23/12/2009

Esperança Despida

Palhaço não era… nem se sentia, muito embora se rissem dele e com ele. Uma figura caricata que poderia parecer um palhaço, com aquela indumentária que vestia, fazendo gosto em ostentar as medalhas que as feirantes lhe colocavam ao peito à segunda-feira no mercado. Elas achavam-lhe graça e, dançando à roda dele, faziam-lhe uma festa. O David, na sua simplicidade, ficava envaidecido e vinha contar tudo, com a sua tão conhecida gaguez que fazia com que todos puxassem por ele. Que elas tinham dançado com ele e que: “fofoforam aquelas maaaluuuca…ca…cas é é daaaaququeeelas é é é pepeeeixeiras esgueeeeirooouas é é é qqque me deeeram a as medaaaalhas”. Um simples, que trabalhava de carregador no mercado a troco de gorjetas. Palhaço não. Nunca pela pequena cabeça lhe passou que se divertiam à sua custa, muito embora alguns o fizessem, pagando-lhe copos de vinho quando sabiam que isso o faria descarrilar. Palhaços são os que, sem alma, se aproveitam da pequenez dos outros para se divertirem à sua custa. Quando o picavam ou chateavam, ele encarava-os com aqueles olhos, entortadamente, e gaguejante ameaçava que chamava a Guarda.
E o tempo ia passando satisfatoriamente, feito de primavera e verão, até lhe chegar o outono e lhe assomar o inverno. Então um Inverno mais forte, estando ele mais fraco, despiu-lhe a esperança do Natal. Desabou-lhe o telhado do casebre sobrevivente da aldeia semi-fantasma de habitantes. E a chuva e a geada dormiram com ele.
O Natal despido de esperança é um gelado inverno: um inverno que gela os ossos e a alma o ano inteiro, com artes de transformar qualquer um em pobre palhaço.

(M. Fa. R. – 22.12.2009)


A todos um Bom Natal, vestido de Esperança e calor humano,
para que se sinta menos gelado o frio que soprar em 2010.

Um Ano Novo de Paz e Amor!

15/12/2009

Passagem

A tarde de Outono começou a fazer-se lua – redonda, grossa – que uma multidão de nuvens prenhas, de ancas largas e de peitos túrgidos, começaram a empurrar para o fundo do céu, fechando-a numa noite temporã. Ela ainda experimentou espreitar por entre umas cortinas que o vento ajudou a arredar, mas não teve forças para fazer frente àqueles bustos inchados que impunham respeito.
Depois de assim vendarem os olhos à lua, estas monstras começaram a guerrear umas com as outras com um leve rosnar intensificado até à discussão séria, empurrando-se e acotovelando-se, discutindo assanhadamente e deitando fogo pelas ventas como toiros, numa ânsia desenfreada de encontrarem lugar para parir. E o céu explodiu em raiva sobre o bosque de eucaliptos que não tinha culpa de nada.

Carregado de medalhas ao peito e de cigarro na boca, foi apanhado naquela confusão pelo caminho enlameado de regresso ao casebre, que ficava para lá daqueles arvoredos, e resmungaguejava contra aquela bátega que o molhou dos pés à cabeça.
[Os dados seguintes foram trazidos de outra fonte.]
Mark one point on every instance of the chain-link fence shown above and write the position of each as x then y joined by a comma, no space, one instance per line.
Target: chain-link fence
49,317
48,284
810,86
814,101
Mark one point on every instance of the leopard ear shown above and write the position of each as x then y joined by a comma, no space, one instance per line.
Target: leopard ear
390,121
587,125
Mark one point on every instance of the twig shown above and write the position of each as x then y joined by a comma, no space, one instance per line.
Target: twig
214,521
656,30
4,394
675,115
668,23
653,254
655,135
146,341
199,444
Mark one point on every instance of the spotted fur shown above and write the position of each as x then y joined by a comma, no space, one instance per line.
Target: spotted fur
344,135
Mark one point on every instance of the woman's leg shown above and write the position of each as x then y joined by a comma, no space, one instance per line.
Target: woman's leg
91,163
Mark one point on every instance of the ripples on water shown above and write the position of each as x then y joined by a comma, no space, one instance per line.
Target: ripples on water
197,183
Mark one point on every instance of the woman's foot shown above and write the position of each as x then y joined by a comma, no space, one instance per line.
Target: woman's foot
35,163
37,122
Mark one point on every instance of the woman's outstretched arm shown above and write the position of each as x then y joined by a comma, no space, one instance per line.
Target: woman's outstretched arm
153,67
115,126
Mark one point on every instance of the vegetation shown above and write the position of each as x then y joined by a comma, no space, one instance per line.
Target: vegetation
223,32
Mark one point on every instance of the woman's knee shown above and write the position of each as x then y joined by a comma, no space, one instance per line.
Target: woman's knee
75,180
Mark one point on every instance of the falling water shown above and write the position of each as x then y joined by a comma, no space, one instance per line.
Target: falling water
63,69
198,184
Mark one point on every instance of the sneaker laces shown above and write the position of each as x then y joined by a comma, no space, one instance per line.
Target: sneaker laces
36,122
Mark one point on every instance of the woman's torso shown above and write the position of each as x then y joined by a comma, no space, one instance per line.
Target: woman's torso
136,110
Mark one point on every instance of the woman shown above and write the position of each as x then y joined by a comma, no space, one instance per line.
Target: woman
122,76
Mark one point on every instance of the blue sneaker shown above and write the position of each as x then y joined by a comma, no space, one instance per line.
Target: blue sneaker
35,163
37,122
Se ele soubesse tinha ficado em casa da irmã. “Eeela beeem qqquuue m’aaaaviiiisô!”
Na noite de raios e coriscos, as árvores tomaram formas humanas de cabeçudos gigantes com narizes pontiagudos e dentes arreganhados, que gargalhavam amedrontando o incauto que atravessava naquela hora.
Quem era esta personagem quase descartável, que ali dançava como uma folha de papel soprada pelo vento? Será que deixaria para sempre as suas pegadas naquela lama do caminho? Porque há pessoas que marcam bem a sua passagem pelo tempo.